By Mark Esposito, Guest Blogger
New York Mayor Michael Bloomberg ignited a firestorm on this blog and elsewhere for his proposal to ban all but 16 ounce containers of sodas, energy drinks, sweetened iced teas and other sugary beverages in restaurants, movie theaters, sports arenas and food carts (they will still be available in supermarkets and bodegas). Wondering why he’d make a proposal that could not possibly help him politically and was likely to draw the ire of Big Soda, I did a little research. Here is the abbreviated case against cola:
- Weight Increase. Using high fructose corn syrup as a sweetener, a 20 oz can of soda contains the equivalent of anywhere between 17 (Coke) and 20 (Pepsi) teaspoons of sugar per can. Drinking just one regular 20 oz soda per day adds about 225 calories to our daily diet or about 7000 calories a month which, without concomitant exercise, translates to 2 pounds a month of 24 pounds of weight gain per year. And that’s just one per day. Many American teens average 3 per day. Since 1978, the consumption of sugary drinks has skyrocketed. Back then we soda was a puny 3% of our caloric intake and milk chimed in at 8%. The numbers are now almost reversed with soda making up about 7% of our daily caloric intake. If you’re interested, here’s the sugar content of many popular drinks.

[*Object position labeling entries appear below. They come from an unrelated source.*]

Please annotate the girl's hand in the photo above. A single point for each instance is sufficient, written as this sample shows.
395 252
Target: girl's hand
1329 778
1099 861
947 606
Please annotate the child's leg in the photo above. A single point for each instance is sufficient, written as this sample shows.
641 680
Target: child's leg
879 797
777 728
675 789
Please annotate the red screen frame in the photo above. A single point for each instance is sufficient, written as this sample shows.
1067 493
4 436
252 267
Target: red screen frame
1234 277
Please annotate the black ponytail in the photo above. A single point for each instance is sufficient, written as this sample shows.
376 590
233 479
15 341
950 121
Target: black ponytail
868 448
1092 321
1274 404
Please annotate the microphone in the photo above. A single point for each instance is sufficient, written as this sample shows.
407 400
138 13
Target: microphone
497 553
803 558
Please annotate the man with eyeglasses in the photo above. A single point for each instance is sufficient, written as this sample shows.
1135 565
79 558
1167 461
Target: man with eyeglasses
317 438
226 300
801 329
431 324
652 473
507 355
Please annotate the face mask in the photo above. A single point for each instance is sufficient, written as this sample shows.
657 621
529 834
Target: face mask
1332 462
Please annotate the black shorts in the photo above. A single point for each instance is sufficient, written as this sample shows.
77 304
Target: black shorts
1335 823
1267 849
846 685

- Insulin Blaster. Americans with type 2 diabetes has tripled from 6.6 million in 1980 to 20.8 million today. Why? One major reason might be soda. Researchers at Brigham and Women’s Hospital in Boston and Harvard Medical School analyzed the data from the Nurses Heath Study II. They concluded that “women who drank one or more sugary drinks a day gained more weight and were 83% more likely to develop type 2 diabetes than those who imbibed less than once a month.” The researchers also noted that, “rapidly absorbed carbohydrates like high fructose corn syrup put more strain on insulin-producing cells than other foods.” When sugar enters the bloodstream quickly, the pancreas has to secrete large amounts of insulin for the body to process it. Some scientists believe that the unceasing demands that a soda habit places on the pancreas may ultimately leave it unable to keep up with the body’s need for insulin.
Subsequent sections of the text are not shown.